The Coming of the Mayflower
N.C. Wyeth (1882–1945)
They were encountred many times with crosse winds, and mette with many feirce stormes, with which ye shippe was shroudly shaken...
The Mayflower and Speedwell twice set sail from England and returned because the Speedwell leaked. After the second return, the Speedwell was deemed unseaworthy, although no specific leak was found. A significant reorganization of the voyage followed.
On September 6th, 1620, 102 passengers and 25-30 crew members crowded on board the Mayflower and set sail again, a month behind schedule. They were leaving behind some of the passengers and vital supplies, and they would be crossing the Atlantic Ocean at the height of the storm season.
The Mayflower was a modest merchant ship built to carry crew and cargo. It had no passenger cabins, beds, dining rooms, or toilets. It also had very little ventilation. The passengers stayed on the "gun deck," which measured about five and a half feet tall, preventing anyone taller from standing upright. At that time, all ships were cargo ships; the concept of passenger ships would not emerge for another two hundred years.
The 66-day voyage was eventful. A baby was born; a young passenger died; a main mast cracked and fell during a storm, casting doubt on the ship's fate until its repair; and a male passenger fell overboard, requiring a dramatic rescue. In addition, the seas were often stormy, and the relentlessly cold and wet passengers suffered from seasickness, scurvy, dehydration, and hunger.
On November 9th, the ship sighted American land, and the passengers rejoiced. However, as they approached the upper end of Cape Cod, they realized they were north of the area where King James had authorized them to settle. After deliberating with the shipmaster, the Mayflower changed direction to sail south along the coast to its intended destination.
Within a day, joy turned to terror as treacherous shallow waters and crashing waves threatened to splinter the ship. They could not continue south. Harsh winter weather was upon them, food and drink supplies were nearly gone, and passengers and crew were ill and dying.
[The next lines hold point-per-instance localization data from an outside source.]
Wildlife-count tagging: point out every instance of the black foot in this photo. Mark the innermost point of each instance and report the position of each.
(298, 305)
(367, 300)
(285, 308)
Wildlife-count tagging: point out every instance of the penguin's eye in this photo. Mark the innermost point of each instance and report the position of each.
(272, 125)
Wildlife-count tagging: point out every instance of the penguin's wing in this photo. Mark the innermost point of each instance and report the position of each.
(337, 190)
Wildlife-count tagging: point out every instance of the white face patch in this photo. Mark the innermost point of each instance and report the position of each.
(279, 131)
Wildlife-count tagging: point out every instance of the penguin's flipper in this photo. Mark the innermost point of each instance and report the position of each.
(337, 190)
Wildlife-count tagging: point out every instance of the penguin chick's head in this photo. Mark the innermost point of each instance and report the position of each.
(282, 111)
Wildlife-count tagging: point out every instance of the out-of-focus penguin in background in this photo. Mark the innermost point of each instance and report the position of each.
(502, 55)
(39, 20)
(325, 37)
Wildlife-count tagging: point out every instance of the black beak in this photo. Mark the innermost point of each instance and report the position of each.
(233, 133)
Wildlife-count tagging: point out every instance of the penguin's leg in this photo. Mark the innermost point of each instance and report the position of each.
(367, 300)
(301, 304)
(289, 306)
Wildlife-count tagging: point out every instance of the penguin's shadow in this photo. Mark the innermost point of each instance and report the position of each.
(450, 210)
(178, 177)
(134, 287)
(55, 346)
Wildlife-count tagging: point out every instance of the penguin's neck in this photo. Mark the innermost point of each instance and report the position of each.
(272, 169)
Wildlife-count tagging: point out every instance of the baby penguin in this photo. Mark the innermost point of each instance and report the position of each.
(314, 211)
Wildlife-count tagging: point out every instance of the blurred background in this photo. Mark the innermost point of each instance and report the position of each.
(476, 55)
Having no choice, they reversed their course and sailed back to Cape Cod to look for a place to settle.
The Arrival of the Pilgrim Fathers
by Antonio Gisbert, c. 1864
DID YOU KNOW?
1. By the time the Pilgrims left England, they had already been living on the ship for over a month.
2. The Mayflower was a "sweet ship," used to haul wine, but her sweet aroma of spilled wine would have worn off quickly with so many seasick passengers aboard.
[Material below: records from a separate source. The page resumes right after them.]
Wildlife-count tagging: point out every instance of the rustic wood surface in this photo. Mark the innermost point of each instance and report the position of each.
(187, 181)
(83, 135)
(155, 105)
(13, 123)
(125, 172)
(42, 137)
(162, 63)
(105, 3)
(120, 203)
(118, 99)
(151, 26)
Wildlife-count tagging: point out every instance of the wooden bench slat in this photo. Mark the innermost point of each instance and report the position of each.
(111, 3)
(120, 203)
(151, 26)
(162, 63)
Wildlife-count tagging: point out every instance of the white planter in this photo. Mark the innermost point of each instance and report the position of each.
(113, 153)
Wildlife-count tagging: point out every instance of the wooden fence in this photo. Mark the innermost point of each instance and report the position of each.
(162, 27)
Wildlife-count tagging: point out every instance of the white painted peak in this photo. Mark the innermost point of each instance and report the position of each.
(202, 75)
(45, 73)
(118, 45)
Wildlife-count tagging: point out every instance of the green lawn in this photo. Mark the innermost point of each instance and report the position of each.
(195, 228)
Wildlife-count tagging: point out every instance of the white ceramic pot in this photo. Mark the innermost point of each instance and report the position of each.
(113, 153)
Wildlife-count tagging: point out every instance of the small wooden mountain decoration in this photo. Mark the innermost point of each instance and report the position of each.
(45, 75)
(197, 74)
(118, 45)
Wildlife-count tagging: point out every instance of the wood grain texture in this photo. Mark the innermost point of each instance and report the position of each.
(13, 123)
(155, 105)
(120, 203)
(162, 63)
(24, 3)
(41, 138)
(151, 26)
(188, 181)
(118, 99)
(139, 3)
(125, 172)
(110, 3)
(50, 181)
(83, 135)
3. Ship Master Christopher Jones owned the Mayflower with three other investors.
4. In those days, navy ship commanders were called captains, and merchant ship commanders were called masters.
5. The Mayflower was better suited for short trips along the European coast than long voyages across the Atlantic Ocean.
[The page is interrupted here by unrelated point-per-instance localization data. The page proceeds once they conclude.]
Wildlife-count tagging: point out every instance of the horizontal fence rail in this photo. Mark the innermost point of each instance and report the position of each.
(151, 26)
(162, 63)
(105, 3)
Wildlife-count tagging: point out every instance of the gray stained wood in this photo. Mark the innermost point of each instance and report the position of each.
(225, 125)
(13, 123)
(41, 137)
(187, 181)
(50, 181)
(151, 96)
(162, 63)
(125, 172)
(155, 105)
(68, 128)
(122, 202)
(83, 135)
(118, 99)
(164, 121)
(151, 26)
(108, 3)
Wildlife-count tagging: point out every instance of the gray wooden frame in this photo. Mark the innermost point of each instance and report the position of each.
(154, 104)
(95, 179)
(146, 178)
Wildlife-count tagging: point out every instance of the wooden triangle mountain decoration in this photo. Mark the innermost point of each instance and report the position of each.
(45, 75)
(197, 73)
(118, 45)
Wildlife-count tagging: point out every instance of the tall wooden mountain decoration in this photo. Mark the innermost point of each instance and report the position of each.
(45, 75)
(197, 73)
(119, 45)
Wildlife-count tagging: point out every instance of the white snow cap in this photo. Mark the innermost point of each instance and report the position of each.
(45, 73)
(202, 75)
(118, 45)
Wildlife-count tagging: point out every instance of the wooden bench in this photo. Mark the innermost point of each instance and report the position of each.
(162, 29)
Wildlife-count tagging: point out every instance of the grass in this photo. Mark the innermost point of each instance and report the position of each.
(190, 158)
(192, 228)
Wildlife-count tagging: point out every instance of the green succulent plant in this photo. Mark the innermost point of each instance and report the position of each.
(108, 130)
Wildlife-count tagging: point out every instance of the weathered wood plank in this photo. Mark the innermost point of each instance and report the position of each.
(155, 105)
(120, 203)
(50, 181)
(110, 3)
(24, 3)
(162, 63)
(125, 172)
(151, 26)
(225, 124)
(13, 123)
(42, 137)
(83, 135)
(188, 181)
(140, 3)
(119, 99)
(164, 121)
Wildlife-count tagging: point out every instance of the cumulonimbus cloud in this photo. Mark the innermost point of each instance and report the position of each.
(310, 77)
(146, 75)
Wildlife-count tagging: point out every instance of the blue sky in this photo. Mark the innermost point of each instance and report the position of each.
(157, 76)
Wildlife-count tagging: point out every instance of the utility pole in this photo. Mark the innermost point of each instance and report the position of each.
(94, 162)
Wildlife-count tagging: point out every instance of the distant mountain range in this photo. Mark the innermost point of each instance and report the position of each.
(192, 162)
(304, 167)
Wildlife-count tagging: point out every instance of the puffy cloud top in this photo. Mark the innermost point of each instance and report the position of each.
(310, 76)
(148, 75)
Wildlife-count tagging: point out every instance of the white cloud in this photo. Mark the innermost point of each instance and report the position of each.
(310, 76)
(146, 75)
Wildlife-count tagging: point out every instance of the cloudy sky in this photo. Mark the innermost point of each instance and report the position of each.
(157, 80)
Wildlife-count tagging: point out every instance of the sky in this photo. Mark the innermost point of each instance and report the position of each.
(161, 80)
6. Some of the Speedwell crew later confessed to a plot to abandon the voyage. Indeed, the ship made many successful voyages after its return.
7. The Pilgrims set sail four years after William Shakespeare died.
8. Beer was the main beverage, even for children, because it was cleaner than water.
9. At least two dogs sailed on the Mayflower: a Mastiff and an English Springer Spaniel.
10. A few lucky passengers slept in hammocks, but most slept on the deck floor.
11. The Pilgrims mostly stayed below on their windowless deck because the crew was afraid they would get swept overboard.
12. The passengers had to relieve themselves in buckets on the ship.
13. One sailor told the seasick pilgrims he couldn't wait to throw their dead bodies overboard and keep their belongings. Ironically, he was the first to die and be buried at sea.
14. Very few women had traveled across the Atlantic to North America before.
15. There were eighteen women onboard. All were married, and three were in their last trimester of pregnancy.
16. John Howland got swept overboard during a storm, yet miraculously grabbed onto a rope in the water and held on long enough to be rescued with a boat hook.
17. The passengers ate salted meat and "hardtack," a dry biscuit, at most meals.
18. One of the mischievous Billlington boys fired off his father's musket near a barrel of gunpowder and started a fire aboard ship. Luckily no harm was done.
19. The baby born at sea was named Oceanus.